These are the key concepts you need to understand to accurately answer the question.

Yarn Tenacity Prediction

Predicting yarn tenacity involves understanding how various factors contribute to the strength of yarns produced by the air-jet spinning method. Yarn tenacity, measured in grams per tex, is influenced by several predictors:

• Yarn count, which refers to the thickness of the yarn.
• Percentage of polyester content in the yarn.
• First nozzle pressure in kg/cm².
• Second nozzle pressure in kg/cm².

All these variables interplay in a multiple regression analysis to forecast the yarn's strength. This statistical tool helps in establishing a relationship between the dependent variable (yarn tenacity) and the independent variables (predictors). The estimated regression equation pieces together these variables with specific coefficients, providing a mathematical framework to predict tenacity based on given input values.

Hypothesis Testing

Hypothesis testing in the context of multiple regression helps determine if the independent variables collectively have a meaningful relationship with the dependent variable. Here, a central task is to evaluate whether the regression model significantly predicts yarn tenacity.

• The null hypothesis (\( H_0 \)) assumes that none of the predictor variables have a relationship with the dependent variable, i.e., all regression coefficients are zero.
• The alternative hypothesis (\( H_1 \)) suggests that at least one predictor variable significantly affects yarn tenacity, implying at least one coefficient is non-zero.

The test involves computing the F-statistic, which measures the model's overall significance. If the F-statistic exceeds the critical F-value from statistical tables, we can reject \( H_0 \), indicating a useful model exists for predicting yarn tenacity.

Coefficient of Determination

The coefficient of determination, represented as \( R^2 \), indicates how well the regression model explains the variability of the dependent variable. An \( R^2 \) value close to 1 suggests a highly effective model. In this exercise, the given \( R^2 \) is 0.946, signifying that approximately 94.6% of the variation in yarn tenacity can be explained by the predictors in the model.
Adjusted \( R^2 \) provides a more accurate measure, especially when multiple predictors are involved. It accounts for the number of predictors in the model, preventing overestimation of the model's predictive power.
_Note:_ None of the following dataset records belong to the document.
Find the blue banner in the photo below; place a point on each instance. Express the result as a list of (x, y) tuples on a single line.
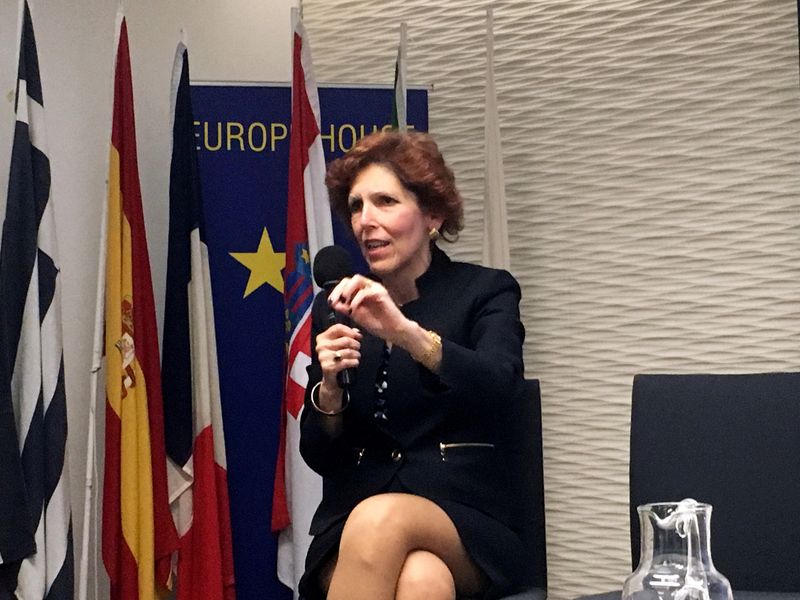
[(243, 143)]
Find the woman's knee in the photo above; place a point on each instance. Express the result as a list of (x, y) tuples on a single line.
[(425, 576), (378, 518)]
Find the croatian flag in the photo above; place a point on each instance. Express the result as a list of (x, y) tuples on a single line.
[(308, 228)]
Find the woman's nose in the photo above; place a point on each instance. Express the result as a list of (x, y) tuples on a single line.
[(367, 215)]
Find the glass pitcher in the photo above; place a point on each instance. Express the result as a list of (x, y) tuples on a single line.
[(675, 561)]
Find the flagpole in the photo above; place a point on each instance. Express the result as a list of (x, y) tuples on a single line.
[(94, 373)]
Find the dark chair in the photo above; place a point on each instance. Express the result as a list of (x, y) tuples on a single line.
[(526, 417), (732, 441)]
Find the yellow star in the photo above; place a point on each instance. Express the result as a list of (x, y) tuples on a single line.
[(265, 265)]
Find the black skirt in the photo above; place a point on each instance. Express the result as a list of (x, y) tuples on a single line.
[(496, 549)]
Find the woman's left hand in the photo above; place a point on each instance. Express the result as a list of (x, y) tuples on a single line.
[(369, 305)]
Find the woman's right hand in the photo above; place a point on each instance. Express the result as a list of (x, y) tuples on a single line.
[(338, 348)]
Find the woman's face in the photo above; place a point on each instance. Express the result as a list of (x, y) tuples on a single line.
[(390, 227)]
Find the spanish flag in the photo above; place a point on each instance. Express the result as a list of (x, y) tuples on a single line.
[(139, 535)]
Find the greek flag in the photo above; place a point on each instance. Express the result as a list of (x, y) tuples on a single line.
[(36, 532)]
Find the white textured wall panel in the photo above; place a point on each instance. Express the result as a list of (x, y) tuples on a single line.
[(652, 161)]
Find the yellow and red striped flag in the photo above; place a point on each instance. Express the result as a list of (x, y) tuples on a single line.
[(139, 535)]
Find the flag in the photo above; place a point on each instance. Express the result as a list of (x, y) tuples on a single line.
[(495, 223), (139, 536), (195, 445), (399, 120), (308, 228), (35, 518)]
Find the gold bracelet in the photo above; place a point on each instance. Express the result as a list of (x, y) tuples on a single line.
[(327, 413), (429, 358)]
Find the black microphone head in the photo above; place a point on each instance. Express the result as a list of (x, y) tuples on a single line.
[(331, 265)]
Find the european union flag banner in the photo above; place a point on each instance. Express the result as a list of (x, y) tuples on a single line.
[(243, 142)]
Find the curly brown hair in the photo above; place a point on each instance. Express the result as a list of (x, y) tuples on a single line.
[(415, 159)]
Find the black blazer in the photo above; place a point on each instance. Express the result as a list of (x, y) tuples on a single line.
[(444, 438)]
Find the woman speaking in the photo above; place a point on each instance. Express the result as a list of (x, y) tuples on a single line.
[(412, 450)]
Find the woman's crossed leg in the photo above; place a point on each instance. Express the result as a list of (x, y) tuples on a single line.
[(404, 547)]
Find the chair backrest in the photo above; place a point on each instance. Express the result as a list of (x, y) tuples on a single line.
[(526, 417), (732, 441)]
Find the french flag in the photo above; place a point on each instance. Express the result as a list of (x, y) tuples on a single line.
[(194, 436)]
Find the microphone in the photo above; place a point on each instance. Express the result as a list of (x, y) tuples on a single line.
[(331, 265)]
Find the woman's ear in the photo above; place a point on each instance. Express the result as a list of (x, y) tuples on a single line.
[(435, 222)]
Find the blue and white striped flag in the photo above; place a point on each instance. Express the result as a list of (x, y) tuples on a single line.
[(31, 357)]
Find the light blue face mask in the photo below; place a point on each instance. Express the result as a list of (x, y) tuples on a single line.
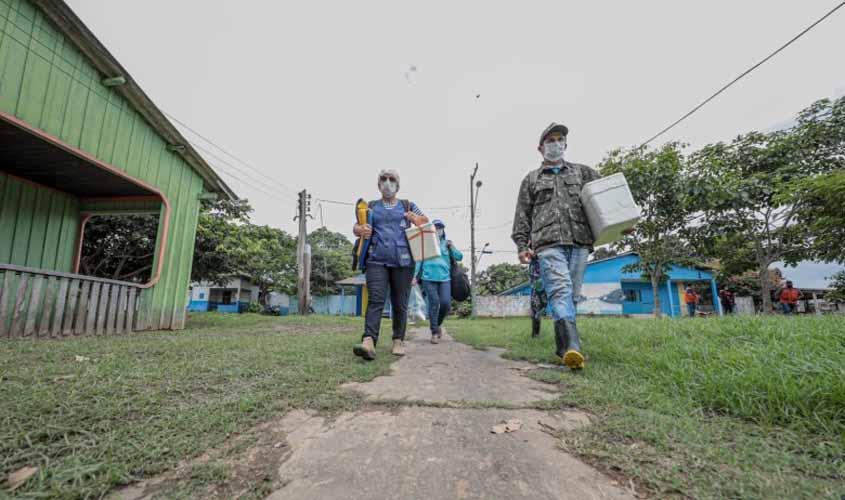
[(553, 151)]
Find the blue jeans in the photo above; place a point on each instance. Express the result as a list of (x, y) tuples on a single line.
[(438, 294), (562, 271)]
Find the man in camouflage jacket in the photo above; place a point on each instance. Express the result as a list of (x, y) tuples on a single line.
[(550, 224)]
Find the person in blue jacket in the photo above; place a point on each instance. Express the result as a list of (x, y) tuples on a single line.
[(389, 263), (437, 282)]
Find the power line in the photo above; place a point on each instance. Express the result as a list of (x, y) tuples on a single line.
[(503, 224), (248, 184), (749, 70), (230, 155), (244, 173)]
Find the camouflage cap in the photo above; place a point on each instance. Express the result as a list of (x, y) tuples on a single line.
[(554, 127)]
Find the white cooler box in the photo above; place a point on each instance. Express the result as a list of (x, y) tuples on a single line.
[(423, 242), (610, 208)]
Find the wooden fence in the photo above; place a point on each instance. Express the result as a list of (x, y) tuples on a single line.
[(35, 303)]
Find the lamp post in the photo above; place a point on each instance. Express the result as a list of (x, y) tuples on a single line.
[(474, 186)]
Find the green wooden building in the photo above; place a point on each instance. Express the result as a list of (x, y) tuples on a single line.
[(79, 138)]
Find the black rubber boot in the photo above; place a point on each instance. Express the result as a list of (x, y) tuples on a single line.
[(561, 338), (573, 357), (535, 327)]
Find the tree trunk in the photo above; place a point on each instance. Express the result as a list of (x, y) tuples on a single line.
[(765, 290), (655, 289)]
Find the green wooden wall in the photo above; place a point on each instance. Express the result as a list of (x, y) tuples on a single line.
[(38, 227), (46, 82)]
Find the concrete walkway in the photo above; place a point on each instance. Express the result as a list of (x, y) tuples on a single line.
[(429, 436)]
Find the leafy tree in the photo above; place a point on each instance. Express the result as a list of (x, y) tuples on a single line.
[(823, 210), (331, 260), (219, 222), (748, 283), (119, 247), (749, 191), (658, 181), (499, 277), (837, 282), (265, 254)]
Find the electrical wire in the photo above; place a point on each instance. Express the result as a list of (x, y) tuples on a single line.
[(490, 228), (746, 72), (85, 84), (227, 153), (242, 172)]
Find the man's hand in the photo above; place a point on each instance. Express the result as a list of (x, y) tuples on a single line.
[(364, 230), (526, 256), (415, 219)]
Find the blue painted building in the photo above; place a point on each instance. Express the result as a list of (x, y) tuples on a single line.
[(235, 296), (607, 289)]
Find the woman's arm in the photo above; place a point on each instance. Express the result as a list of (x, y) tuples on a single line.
[(362, 230), (415, 215)]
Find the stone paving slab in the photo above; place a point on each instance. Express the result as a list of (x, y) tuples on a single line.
[(454, 372), (435, 453)]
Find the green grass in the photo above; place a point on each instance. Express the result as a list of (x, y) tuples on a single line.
[(749, 407), (141, 403)]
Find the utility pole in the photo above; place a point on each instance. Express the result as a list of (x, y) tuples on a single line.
[(473, 201), (303, 261)]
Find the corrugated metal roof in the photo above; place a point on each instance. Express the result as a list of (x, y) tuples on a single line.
[(72, 27)]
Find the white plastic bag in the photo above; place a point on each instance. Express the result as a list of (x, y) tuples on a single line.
[(416, 305)]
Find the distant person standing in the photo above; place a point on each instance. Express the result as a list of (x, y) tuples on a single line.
[(728, 300), (691, 298), (437, 281), (389, 263), (788, 297)]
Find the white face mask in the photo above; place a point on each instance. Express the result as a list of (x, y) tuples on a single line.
[(553, 151), (388, 188)]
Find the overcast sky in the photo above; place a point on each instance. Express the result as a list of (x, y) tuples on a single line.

The formula for adjusted \( R^2 \) helps refine the value to 0.937, reflecting a well-fitted model beyond simple \( R^2 \).

Confidence Intervals

Confidence intervals offer a range within which we expect the true mean yarn tenacity to fall, considering the model's predictions and variability. A 99% confidence interval gives very high assurance in the results.

• To compute this interval, the predicted yarn tenacity (\( \hat{y} \)) is calculated based on the regression equation by substituting real values for yarn count, polyester percentage, and nozzle pressures.
• The standard error (\( s_e \)), captured from predictions, is also used.
• Critical t-value (\( t^* \)) from the t-distribution table allows calculating the interval's margin of error.

The interval calculation is \( \hat{y} \pm t^* \times s_e \), providing a confidence range. For example, using a predicted tenacity of 10.091 and a standard error of 0.35, the 99% interval is (9.095, 11.087), indicating that with 99% confidence, the true mean yarn tenacity under specified conditions lies within this range.